Vaccine styles for specific diseases

ResearchBlogging.orgThomas has started a series on vaccines and disease and I thought it was such a great idea that I would hijack it, kind of.

While Thomas talks about specific vaccines and their impact on certain diseases I thought I would cover some more general topics under the umbrella of vaccines. So let me present my own vaccine mini-series to supplement Thomas’ – Vaccines: how they are made?, how do they work?, and why we can’t rely on therapeutics alone in the fight against disease?

This week we will look at how some of the common ways vaccines are made. This has been a topic of interest to me for a while, ever since I heard someone from the (miss-information spreading, anti-vaccination supporting) Australian Vaccination Network giving a talk at a Vegan festival about the dangers of vaccines. In front of a room full of people this woman proudly proclaimed that the polio vaccine is made in monkey brains and if you let your child take the oral polio vaccine they will be eating monkey brain. I was dragged away before I could ‘politely question’ the woman by my wife, who had declared a science free weekend :).

Anyway, the point is that this woman was talking crap. There would be no logic to making the vaccine in monkey brains, how many monkey brains does she think evil scientists can get their hands on? All the monkey heads I get my hands on are used in the construction of two headed monkey slaves. I wouldn’t waste them on vaccine production.

I can only assume a two-headed monkey would complete my typing faster than a lazy, stupid one-headed monkey <http://commons.wikimedia.org/wiki/File:Monkey-typing.jpg&gt;

So what are the different types of vaccines and how are they made? There are a number of different types of vaccines and each have been developed for different reasons, to prevent different types of disease and to do specific jobs once inside the body. I’ll talk more about the body’s response next week but for now we can just look at the vaccines.

One of the oldest and most popular vaccines is the ‘killed vaccines’. As is implied the killed vaccines are whole infectious particles that are killed or inactivated in some way so they are no longer infectious but, importantly, still look to the immune system like they would if they were alive. Inactivation can be done using chemicals such as formalin and formaldehyde or can simply be ‘heat-inactivated’ or as I like to think of them – cooked. The early pneumococcal vaccines were cooked and now smallpox and Hepatitis B vaccines can be produced in this way. The inactivated vaccines are great because it is impossible for them to cause disease, they’re dead – so they’re fine.

No word yet on the efficacy of undead vaccines on the undead <http://www.flickr.com/photos/ateofiel/292853829/sizes/o/in/photostream/&gt;

A variation of the inactivated vaccines are the toxoid vaccines.
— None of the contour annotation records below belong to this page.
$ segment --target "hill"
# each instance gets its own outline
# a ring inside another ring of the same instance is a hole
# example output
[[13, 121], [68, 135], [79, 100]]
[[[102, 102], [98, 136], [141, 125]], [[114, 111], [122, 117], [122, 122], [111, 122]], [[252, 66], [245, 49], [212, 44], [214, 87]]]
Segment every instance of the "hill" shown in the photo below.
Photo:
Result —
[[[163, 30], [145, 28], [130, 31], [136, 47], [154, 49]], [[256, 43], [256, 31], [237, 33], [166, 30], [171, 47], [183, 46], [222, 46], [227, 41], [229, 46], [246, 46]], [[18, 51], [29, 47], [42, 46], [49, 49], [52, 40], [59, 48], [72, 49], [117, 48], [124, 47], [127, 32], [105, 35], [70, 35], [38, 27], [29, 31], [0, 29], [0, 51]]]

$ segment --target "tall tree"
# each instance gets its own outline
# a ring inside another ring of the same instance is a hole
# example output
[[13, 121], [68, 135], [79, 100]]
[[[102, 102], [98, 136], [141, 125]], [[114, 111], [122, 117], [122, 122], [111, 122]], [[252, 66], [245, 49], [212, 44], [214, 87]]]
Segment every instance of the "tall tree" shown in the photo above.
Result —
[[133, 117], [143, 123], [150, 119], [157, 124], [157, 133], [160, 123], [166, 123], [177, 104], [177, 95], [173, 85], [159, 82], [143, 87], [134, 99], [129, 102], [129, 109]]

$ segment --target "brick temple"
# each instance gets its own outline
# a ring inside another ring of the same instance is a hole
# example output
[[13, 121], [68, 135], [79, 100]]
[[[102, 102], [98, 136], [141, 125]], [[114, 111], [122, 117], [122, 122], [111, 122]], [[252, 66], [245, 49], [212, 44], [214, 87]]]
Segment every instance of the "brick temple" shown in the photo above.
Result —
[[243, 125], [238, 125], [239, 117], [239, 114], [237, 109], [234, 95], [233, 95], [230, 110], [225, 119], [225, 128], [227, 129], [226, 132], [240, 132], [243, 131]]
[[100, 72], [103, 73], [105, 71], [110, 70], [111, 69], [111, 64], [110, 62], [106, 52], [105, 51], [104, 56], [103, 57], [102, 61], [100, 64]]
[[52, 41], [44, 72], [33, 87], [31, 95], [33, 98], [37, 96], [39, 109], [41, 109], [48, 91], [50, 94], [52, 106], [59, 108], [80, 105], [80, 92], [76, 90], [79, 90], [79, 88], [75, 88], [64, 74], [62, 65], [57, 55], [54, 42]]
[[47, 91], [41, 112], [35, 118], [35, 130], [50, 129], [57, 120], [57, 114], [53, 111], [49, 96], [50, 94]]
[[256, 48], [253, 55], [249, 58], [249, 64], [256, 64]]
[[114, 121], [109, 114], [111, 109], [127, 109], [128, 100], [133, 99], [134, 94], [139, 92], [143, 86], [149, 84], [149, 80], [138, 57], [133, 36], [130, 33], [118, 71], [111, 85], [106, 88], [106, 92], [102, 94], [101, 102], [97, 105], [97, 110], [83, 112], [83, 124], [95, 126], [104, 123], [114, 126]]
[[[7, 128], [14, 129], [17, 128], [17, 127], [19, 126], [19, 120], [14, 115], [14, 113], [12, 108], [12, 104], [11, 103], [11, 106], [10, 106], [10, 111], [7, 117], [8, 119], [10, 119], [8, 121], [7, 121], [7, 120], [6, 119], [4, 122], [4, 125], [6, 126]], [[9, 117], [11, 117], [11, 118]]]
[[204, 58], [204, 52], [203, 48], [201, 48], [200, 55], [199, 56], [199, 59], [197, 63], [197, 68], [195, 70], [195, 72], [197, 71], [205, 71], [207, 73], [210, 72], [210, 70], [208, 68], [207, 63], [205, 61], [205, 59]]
These vaccines are designed to protect not against the whole micro-organism but against any toxic product it may make. Generally this involves taking the toxin itself and heating it. This works particularly well for protein toxins as they unravel when heated excessively so the protein toxins are rendered useless but even unravelled all the toxin components remain present allowing your immune system to recognise the constituent parts and, with any luck, the normal form of the toxin as well. Tetanus and diphtheria toxins have been used to make toxoid vaccines but snake and spider venom have also been used and are administered to farm animals in some cases.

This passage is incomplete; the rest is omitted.